Cuando se alejó del resto, el día que encontró a Wan, no andaba buscando nada en particular. Sólo quería estar a solas. No porque le guiase un propósito personal. Ni siquiera a causa de que —o no solo por ello— estuviera cansada de su familia. Lo que quería era algo que le perteneciera solamente a ella, una experiencia que no tuviera que compartir, quería hacer una comprobación sin que los omnipresentes adultos la ayudaran; quería ver, tocar y percibir el olor de lo extraño que había en la Factoría, y quería hacerlo por sí misma, sola.

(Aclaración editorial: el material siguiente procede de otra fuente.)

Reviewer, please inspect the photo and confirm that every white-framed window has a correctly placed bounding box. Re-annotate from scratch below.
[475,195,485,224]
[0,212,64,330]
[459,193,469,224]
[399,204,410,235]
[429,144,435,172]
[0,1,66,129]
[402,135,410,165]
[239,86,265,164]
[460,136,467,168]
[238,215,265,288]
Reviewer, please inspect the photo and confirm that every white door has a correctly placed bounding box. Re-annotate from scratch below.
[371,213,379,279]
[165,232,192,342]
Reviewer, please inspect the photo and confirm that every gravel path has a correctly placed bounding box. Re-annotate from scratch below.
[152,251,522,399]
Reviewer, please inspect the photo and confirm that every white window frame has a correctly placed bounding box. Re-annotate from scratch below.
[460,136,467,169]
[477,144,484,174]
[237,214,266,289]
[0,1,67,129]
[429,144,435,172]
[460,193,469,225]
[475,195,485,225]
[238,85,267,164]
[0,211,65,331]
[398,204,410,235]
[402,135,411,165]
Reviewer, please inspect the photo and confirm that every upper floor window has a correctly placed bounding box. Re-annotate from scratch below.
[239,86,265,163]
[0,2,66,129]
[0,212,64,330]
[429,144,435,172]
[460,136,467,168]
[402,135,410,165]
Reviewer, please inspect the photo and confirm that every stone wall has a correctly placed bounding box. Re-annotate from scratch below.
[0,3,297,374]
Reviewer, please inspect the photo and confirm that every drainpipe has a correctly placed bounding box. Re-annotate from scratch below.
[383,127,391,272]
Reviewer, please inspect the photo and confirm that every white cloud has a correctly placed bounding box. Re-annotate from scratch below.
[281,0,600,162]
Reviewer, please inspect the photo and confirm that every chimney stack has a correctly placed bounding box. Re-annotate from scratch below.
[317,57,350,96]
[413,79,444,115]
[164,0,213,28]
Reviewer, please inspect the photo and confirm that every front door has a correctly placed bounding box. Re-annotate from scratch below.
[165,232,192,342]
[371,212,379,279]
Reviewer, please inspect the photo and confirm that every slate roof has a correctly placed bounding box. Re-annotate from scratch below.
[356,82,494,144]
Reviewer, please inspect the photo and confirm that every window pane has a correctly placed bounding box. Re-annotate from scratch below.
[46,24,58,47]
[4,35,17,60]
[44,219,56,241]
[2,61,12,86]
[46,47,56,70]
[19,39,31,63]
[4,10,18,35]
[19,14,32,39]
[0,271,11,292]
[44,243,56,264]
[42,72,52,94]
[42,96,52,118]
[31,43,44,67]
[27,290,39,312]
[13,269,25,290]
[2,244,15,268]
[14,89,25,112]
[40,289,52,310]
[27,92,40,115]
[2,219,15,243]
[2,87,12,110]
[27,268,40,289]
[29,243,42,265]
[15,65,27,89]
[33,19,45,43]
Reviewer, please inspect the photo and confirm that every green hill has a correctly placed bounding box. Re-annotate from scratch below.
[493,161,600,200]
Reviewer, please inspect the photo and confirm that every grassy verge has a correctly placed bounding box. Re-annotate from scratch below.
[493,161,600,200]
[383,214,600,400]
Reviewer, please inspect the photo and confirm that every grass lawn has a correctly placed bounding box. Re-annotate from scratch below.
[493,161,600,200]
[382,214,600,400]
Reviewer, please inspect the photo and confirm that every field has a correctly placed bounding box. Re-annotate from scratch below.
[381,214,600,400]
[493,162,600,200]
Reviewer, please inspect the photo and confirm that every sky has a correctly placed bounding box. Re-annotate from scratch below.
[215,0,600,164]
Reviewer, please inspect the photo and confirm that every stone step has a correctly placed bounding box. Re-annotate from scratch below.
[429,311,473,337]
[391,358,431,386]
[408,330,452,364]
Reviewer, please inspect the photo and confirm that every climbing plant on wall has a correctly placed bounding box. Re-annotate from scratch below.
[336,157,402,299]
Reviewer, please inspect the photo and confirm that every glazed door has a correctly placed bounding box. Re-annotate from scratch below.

De manera que se puso a deambular a lo largo de los corredores, echando tragos de vez en cuando a una petaca de café. No de algo que a ella le sabía a café. Esa era una costumbre que había aprendido de su padre, aunque si se lo hubiesen preguntado, habría negado que lo hubiese aprendido de nadie.

Todos sus sentidos estaban sedientos de estímulos. Hallarse en la Factoría Alimentaria era la cosa más excitante y deliciosamente estremecedora que jamás le hubiera sucedido. Más incluso que el despegue de la Tierra cuando era aún una niña. Más aún que la mancha en sus shorts que le anunció que ya era una mujer. Más que cualquier otra cosa. Hasta las desnudas paredes de los corredores le resultaban excitantes, porque estaban hechos de metal Heechee, que tenía un millón de años, y que brillaban aún con aquella agradable luz azul que los constructores habían puesto en ellas. (¿Qué clase de ojos habría mirado a través de aquella luz mientras la Factoría era nueva todavía?) Se animó a sí misma a ir de una habitación a otra poco a poco, tocando el suelo apenas con la punta de los pies. En esta habitación había paredes con estantes de aspecto plástico. (¿Qué habrían contenido?) En esta otra se ocultaba una esfera truncada, a la que le faltaban ambos polos, que parecía hecha de cristal cromado, sorprendentemente terrosa al tacto; ¿para qué serviría? Algunas cosas áí podía adivinar qué eran. Aquello que parecía una mesa, era obviamente una mesa. (El reborde que la circundaba servía sin duda para evitar que los objetos se deslizaran hasta caer, dada la ligera gravedad de la Factoría Alimentaria.) Algunos de los artefactos los había ya identificado Vera, después de consultar los bancos de datos de la Tierra donde estaban catalogados los objetos Heechees conocidos hasta la fecha. Se creía que los cubículos cuyas paredes mostraban marañas de trazos finos habían sido dormitorios, ¿pero quién podía confiar en lo que decía la tonta de Vera? Daba igual, los objetos en sí eran ya lo bastante estremecedores. Y lo mismo la presencia del espacio en que daba vueltas. En el que podía perderse. Jamás, ni siquiera una vez en su vida hasta llegar a la Factoría Alimentaria, había tenido la oportunidad de perderse. La idea la hizo estremecerse con un agradable temor, sobre todo porque la parte adulta de su cerebro quinceañero era consciente en todo momento de que no importaba hasta qué punto se extraviara, pues la Factoría no era lo suficientemente grande como para que permaneciera perdida mucho tiempo.